Talks money with teens

~  Ray Parker
~  The Arizona Republic


Teens at Willis Junior High seem more familiar with spending money than making it, especially during this holiday season.

Many of them own iPods. But few of them knew they could own a piece of the company that makes it:

Rod McKinnis, a former economics professor and Chandler business owner, visited the Chandler school Tuesday to give some 500 students the bottom line that often separates rich and the poor: financial information.

A lot of the listeners got turned on to investing, like Lisa Nickerson, 14, said she liked what McKinnis had to say about compounded interest.

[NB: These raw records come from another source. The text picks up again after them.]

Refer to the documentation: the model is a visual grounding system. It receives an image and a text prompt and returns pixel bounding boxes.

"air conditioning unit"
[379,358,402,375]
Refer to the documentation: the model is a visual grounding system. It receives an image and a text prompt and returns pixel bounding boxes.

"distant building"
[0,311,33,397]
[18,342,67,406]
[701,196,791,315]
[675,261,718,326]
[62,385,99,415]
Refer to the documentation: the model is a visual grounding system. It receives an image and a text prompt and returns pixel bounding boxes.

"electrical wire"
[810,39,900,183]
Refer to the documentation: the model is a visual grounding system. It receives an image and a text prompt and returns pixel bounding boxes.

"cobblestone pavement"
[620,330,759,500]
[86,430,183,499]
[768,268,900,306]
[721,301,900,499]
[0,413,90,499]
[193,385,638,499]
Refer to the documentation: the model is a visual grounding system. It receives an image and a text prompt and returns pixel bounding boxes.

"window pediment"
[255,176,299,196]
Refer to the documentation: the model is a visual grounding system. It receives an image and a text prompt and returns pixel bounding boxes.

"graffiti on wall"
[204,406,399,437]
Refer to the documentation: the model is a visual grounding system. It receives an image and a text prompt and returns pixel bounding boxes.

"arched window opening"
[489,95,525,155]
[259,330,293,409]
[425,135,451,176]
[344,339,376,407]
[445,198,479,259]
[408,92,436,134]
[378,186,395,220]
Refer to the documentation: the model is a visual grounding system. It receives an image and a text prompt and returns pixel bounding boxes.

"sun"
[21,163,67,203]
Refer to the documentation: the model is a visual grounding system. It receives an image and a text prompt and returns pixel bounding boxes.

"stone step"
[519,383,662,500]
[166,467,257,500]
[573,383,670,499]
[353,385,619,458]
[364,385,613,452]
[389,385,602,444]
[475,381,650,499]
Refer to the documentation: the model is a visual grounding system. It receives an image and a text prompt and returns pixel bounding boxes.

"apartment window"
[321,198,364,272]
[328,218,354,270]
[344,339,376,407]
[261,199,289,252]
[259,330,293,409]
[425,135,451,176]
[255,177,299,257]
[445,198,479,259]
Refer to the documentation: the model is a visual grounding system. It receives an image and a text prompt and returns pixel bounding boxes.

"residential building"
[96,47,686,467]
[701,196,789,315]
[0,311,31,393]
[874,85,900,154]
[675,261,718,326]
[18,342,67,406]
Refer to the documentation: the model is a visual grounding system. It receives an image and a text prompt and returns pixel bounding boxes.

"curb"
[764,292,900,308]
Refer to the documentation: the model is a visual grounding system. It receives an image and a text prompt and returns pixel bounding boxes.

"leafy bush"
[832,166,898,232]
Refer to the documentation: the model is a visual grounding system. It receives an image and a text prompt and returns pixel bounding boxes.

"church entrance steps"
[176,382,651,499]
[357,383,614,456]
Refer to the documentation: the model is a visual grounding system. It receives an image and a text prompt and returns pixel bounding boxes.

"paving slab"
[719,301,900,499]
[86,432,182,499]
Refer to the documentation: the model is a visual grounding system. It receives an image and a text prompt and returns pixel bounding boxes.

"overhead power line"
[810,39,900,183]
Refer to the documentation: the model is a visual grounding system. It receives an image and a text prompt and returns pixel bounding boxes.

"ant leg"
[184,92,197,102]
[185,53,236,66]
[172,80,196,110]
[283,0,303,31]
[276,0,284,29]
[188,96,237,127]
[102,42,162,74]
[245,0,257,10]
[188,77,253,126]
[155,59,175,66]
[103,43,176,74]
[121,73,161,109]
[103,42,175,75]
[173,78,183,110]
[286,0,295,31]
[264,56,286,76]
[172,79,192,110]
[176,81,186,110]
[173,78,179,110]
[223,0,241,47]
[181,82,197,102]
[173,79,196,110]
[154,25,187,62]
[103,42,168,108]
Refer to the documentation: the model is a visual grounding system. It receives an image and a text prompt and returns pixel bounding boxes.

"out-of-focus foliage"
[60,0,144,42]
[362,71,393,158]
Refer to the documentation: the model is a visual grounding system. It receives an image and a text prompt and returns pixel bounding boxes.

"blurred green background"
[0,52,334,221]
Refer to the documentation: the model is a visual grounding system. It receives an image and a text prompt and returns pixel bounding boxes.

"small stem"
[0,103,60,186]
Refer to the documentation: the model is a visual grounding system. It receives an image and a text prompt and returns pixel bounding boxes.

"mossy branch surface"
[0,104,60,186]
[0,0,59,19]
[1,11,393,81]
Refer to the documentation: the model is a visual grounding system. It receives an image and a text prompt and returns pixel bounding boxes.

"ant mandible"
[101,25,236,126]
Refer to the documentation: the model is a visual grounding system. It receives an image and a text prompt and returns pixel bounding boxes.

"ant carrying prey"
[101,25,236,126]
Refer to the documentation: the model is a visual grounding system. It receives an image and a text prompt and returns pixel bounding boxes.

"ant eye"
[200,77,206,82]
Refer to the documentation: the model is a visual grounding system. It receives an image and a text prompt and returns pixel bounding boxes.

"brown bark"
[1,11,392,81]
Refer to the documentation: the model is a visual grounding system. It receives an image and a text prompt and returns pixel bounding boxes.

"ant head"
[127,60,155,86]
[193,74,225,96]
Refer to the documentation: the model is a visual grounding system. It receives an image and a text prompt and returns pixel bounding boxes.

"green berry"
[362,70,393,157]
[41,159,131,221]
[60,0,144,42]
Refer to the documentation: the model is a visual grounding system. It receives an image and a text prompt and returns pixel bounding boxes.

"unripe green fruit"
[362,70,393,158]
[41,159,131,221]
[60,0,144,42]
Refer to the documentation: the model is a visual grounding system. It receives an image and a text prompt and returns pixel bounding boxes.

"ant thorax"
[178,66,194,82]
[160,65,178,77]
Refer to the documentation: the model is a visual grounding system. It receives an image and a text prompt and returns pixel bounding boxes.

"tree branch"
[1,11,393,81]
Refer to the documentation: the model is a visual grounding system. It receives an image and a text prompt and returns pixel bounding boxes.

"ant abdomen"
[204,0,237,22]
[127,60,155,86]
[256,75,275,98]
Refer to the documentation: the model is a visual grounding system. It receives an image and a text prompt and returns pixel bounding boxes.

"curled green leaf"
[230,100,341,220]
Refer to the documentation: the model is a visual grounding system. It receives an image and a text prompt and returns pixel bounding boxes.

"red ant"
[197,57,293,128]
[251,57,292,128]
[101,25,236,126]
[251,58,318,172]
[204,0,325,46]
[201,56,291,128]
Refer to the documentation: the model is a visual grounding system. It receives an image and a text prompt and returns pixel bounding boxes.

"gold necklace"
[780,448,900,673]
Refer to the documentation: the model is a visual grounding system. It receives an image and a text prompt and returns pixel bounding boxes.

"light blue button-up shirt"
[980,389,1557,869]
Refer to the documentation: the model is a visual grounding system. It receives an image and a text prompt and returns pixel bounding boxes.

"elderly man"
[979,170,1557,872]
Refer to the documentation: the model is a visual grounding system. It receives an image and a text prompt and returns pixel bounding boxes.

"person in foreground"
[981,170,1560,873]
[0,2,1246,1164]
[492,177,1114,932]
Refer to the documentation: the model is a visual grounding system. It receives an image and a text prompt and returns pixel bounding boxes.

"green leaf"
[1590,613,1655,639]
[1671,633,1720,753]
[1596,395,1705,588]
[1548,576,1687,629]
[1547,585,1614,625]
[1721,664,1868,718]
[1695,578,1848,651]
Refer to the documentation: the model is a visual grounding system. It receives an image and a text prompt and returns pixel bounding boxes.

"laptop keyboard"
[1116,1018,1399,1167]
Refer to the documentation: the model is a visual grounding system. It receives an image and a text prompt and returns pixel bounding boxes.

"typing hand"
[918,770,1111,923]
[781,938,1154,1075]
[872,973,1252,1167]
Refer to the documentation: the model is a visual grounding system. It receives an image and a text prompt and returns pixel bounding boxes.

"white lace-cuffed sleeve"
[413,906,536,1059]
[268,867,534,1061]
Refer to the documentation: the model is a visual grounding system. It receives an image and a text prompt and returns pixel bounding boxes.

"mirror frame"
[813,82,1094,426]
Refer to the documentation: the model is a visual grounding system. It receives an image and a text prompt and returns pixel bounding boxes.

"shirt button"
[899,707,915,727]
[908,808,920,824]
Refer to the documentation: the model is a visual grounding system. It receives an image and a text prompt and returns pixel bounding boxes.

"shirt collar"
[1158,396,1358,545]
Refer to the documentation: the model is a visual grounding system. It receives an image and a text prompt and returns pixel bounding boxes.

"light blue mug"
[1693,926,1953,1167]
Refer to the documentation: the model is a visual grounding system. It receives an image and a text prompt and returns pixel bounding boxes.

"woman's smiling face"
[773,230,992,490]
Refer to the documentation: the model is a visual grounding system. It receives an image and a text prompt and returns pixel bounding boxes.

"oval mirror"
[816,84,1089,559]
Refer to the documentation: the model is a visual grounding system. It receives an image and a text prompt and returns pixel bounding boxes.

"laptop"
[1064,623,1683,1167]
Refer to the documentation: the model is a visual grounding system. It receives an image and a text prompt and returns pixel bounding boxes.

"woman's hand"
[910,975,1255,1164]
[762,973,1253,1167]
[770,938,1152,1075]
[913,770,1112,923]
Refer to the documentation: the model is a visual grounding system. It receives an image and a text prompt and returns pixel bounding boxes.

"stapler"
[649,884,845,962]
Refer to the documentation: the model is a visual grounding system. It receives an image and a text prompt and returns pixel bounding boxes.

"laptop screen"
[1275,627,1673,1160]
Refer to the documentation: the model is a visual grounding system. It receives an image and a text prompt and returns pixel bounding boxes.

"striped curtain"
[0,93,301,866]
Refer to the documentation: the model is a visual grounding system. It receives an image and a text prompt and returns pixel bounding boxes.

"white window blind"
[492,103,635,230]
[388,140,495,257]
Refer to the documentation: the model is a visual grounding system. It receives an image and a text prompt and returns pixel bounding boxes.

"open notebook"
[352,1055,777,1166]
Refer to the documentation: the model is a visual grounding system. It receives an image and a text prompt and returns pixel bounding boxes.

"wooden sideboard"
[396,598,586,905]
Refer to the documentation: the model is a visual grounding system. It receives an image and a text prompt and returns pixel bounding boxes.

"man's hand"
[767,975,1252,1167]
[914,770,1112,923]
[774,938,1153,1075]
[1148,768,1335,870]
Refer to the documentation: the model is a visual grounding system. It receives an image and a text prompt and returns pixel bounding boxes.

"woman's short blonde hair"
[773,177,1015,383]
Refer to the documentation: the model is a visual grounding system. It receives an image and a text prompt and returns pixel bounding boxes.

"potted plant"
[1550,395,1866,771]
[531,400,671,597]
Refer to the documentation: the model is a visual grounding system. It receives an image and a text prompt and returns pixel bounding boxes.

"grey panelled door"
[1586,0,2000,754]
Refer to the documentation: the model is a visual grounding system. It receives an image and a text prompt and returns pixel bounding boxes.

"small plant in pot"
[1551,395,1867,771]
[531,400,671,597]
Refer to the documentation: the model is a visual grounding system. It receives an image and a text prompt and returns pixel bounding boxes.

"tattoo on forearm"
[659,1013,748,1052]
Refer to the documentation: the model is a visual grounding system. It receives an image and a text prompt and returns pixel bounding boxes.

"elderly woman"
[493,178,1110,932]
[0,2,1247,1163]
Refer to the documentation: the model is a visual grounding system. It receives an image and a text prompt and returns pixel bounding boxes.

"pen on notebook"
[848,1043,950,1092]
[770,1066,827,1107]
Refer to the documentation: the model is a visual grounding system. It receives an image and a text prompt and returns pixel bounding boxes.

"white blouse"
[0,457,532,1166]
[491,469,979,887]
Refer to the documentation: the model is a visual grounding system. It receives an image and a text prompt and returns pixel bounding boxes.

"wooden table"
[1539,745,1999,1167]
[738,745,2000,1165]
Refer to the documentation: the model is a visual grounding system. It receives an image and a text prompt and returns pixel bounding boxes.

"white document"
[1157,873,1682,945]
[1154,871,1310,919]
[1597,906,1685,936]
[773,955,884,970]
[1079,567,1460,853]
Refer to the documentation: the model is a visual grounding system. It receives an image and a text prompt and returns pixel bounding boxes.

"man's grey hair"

To illustrate the concept, students were shown the dangers of buying a car like a loaded BMW 750iL costing about $75,000. First-time buyers could pay 25 percent interest on the car loan over four years, eventually doubling the cost of the car to $150,000.

“This is the bad way to compound interest,” said Sharitta Allen, Gilbert branch manager of M&I Bank, who also spoke to the students.

McKinnis, founder of a Chandler-based financial consulting group, gave the alternative: If students invested $25 a month over 20 years at 12 percent interest, the pot would build to $147,059.

“It kind of makes you think differently about that Christmas money,” he told the eighth-graders.

Referring to the book Rich Dad, Poor Dad by Robert Kiyosaki, the financial planner said the poor tend to invest in items that go down in value (cars, brand-name clothes), while the rich invest in items that increase in value (stocks, bonds, mutual funds).

Over the past 60 years, he said, the stock market has averaged a 15 percent return.

“I want you to be equally excited about buying stock in the Wii, in Nintendo, as buying one,” McKinnis said. “When it comes to a major purchase, think if this is going to be an asset or liability.”

Social studies teacher John Prothro brought the speakers to school hoping students would get a new perspective on what to do with their holiday money.

“All the young people are fascinated by how money grows,” Prothro said.

McKinnis suggested the following strategies for a teen to become the next Donald Trump.

• Create investment goals with a target for 15 percent annual return.

• Review the results every six months.

• Protect your credit score, which determines interest rates on loans, among others.

• Develop a relationship with a local bank.